Covid-19 pandemic caught everyone off guard and its impacts are far from over. The pandemic affected every field and areas, and education was hit the worst. The only question now is how to recover education? An independent multidisciplinary panel of leading global education experts under the Global Education Evidence Advisory Panel (GEEAP) has come up with a few recommendations to tackle the global learning crisis in the wake of Covid-19.
The report, “Prioritizing Learning During Covid-19”, summarizes the best evidence available, including on what has worked so far during the pandemic, and provides a bunch of recommendations
Prioritize keeping schools and preschools fully open
Schools must be reopened and stay open. The large educational, economic, social, and mental health costs of school closures suggest full or partial school closure should be a last resort in governments Covid -19 mitigation strategies. These costs fall heavily on the less well-off and girls, including through increased risk of teen pregnancy. The impacts of school closures will last longer than disruptions in many other sectors since losses in human capital reduce income and productivity throughout a child’s life. Schools not only provide spaces for learning, but also deliver a range of critical services for students, including school meals, psychosocial support, and protection. Children need to be supported in their return to school and provided comprehensive supports that not only ensure their learning, but also their wellbeing. The priority should be keeping preschools, primary and secondary schools fully open over keeping non-education sectors open, where disruptions cause shorter-term losses.
Reduce transmission in schools
The GEEAP cites ventilation and masking as key pandemic mitigation measures and calls for prioritizing teachers for vaccination. In Bangladesh, a randomized evaluation found that even imperfect masking substantially reduced community transmission (a 30-percentage-point increase in maskwearing reduced transmission by 11% for surgical masks and 5% for the cloth masks often used in schools).
Adjust instruction to reflect the new reality and focus on important foundational skills
As children come back to school, curricula will need to be adjusted and aligned across the system to focus on foundational skills that children have missed. It will be too difficult for teachers to cover all the curricula as if children were just returning from a short break rather than major disruption to their schooling, Catch-up classes will be critical to meet children at their learning level rather than their curriculum grade. A series of randomized evaluations in India show that adjusting instruction to a child’s level can rapidly improve foundational reading and math skills, even for students well behind grade level.
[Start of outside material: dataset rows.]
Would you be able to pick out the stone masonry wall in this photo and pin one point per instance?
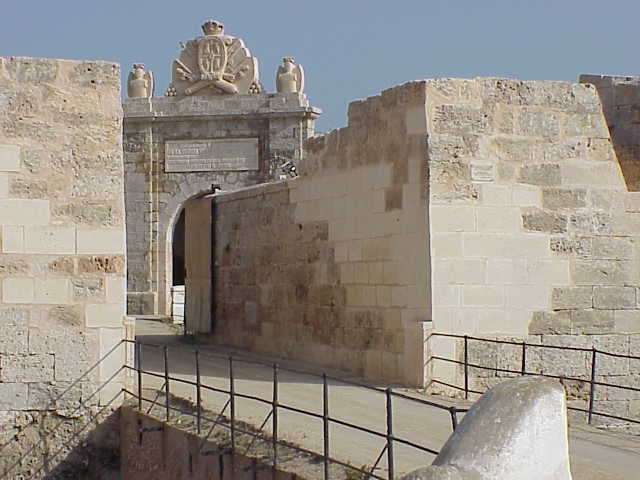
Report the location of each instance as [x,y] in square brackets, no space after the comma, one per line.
[316,268]
[155,198]
[62,265]
[533,232]
[620,97]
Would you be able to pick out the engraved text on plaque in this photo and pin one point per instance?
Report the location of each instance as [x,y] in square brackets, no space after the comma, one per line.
[211,155]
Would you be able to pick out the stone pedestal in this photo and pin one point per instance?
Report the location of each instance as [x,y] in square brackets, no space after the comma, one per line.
[176,148]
When schools closed in Kano Nigeria, the government leaned on the evidence-based Teaching at the Right Level approach to help pupils, both during and after school closures.
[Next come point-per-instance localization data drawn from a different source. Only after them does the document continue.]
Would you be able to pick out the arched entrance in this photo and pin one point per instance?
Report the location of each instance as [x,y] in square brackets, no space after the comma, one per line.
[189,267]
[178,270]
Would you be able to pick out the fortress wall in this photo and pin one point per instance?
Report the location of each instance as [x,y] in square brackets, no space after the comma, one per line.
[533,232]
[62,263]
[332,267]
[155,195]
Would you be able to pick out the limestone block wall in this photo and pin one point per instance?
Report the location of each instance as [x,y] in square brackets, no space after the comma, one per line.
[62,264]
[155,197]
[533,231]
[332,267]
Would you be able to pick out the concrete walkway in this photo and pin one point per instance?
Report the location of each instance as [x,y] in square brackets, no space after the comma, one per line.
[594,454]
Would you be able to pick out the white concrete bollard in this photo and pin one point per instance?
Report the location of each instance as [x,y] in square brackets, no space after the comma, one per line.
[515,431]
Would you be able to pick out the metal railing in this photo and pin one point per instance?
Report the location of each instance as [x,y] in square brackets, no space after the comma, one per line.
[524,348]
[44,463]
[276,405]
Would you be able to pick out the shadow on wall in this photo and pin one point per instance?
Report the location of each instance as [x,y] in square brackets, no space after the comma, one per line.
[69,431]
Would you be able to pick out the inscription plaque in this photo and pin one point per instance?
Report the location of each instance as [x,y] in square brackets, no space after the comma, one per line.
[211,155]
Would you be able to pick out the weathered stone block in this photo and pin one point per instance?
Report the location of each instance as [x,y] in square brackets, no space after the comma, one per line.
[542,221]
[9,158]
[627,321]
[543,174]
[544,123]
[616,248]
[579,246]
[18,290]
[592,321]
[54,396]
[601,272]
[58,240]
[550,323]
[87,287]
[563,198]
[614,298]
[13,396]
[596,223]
Provide additional instructional support to teachers
Teachers need support to continue improving their teaching skills, for example through structured pedagogy and simple teaching guides, to provide effective learning to their students as they return. They may also need increased human support to accommodate students varying learning levels and needs. In South Africa, youth who volunteered as teaching assistants dramatically increased reading and math skills.
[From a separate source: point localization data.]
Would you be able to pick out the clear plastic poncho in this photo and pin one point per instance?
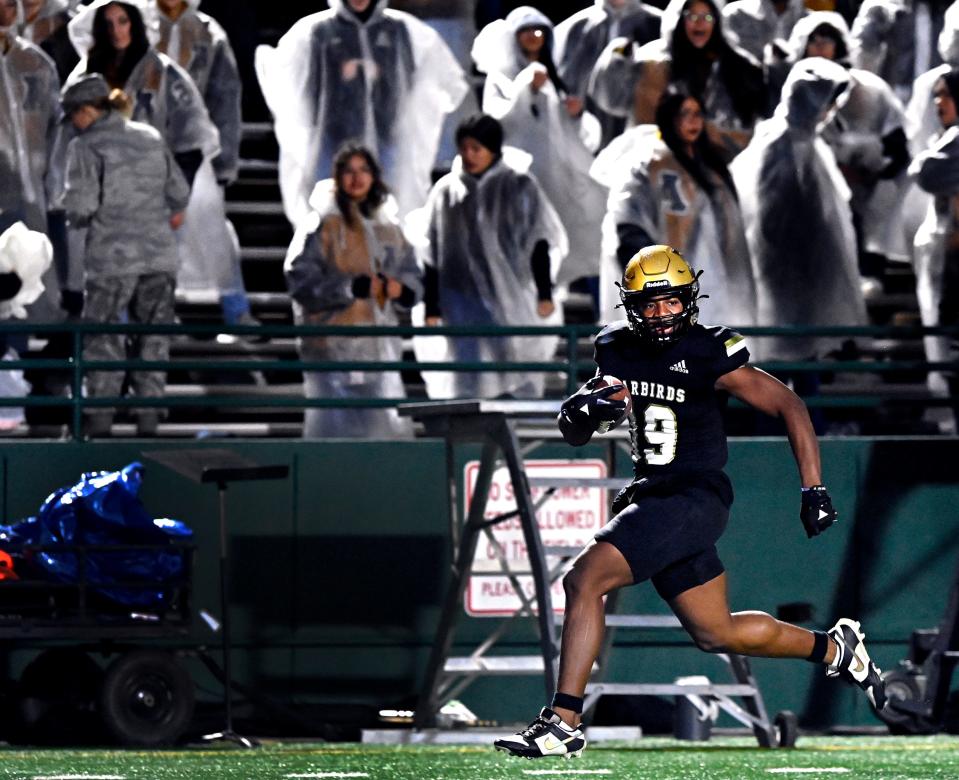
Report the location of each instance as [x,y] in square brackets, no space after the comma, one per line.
[866,113]
[29,253]
[30,165]
[580,39]
[162,94]
[197,43]
[538,123]
[479,235]
[937,173]
[896,39]
[923,129]
[48,30]
[29,115]
[324,258]
[650,189]
[753,24]
[386,83]
[628,80]
[795,206]
[208,245]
Leverage technology that is fit to country context
Remote education was not available to most students in low- and middle-income countries and most remote learning solutions were an inadequate substitute for in-person learning. Low-tech and no-tech solutions have been effective in many areas. But eventually, technology will have the potential to be an effective support in all education systems. In Brazil, text messages sent to students reduced dropout rates by 26% during the pandemic. In Bangladesh, mentoring and home-schooling support provided by tutors through mobile phones had large impacts on learning outcomes
Foster parental engagement
Studies prior to the pandemic demonstrate how some parental involvement approaches can increase children’s learning at low cost to the parent. These include direct communication from schools to parents, engaging more with young children in educational activities, reading books to a child (where the parent is literate), and sharing simple exercises for the parent to use with their child by text or phone call. Parents and caregivers have been engaged in education in an unprecedented way, and their expanded role should be encouraged as schools reopen.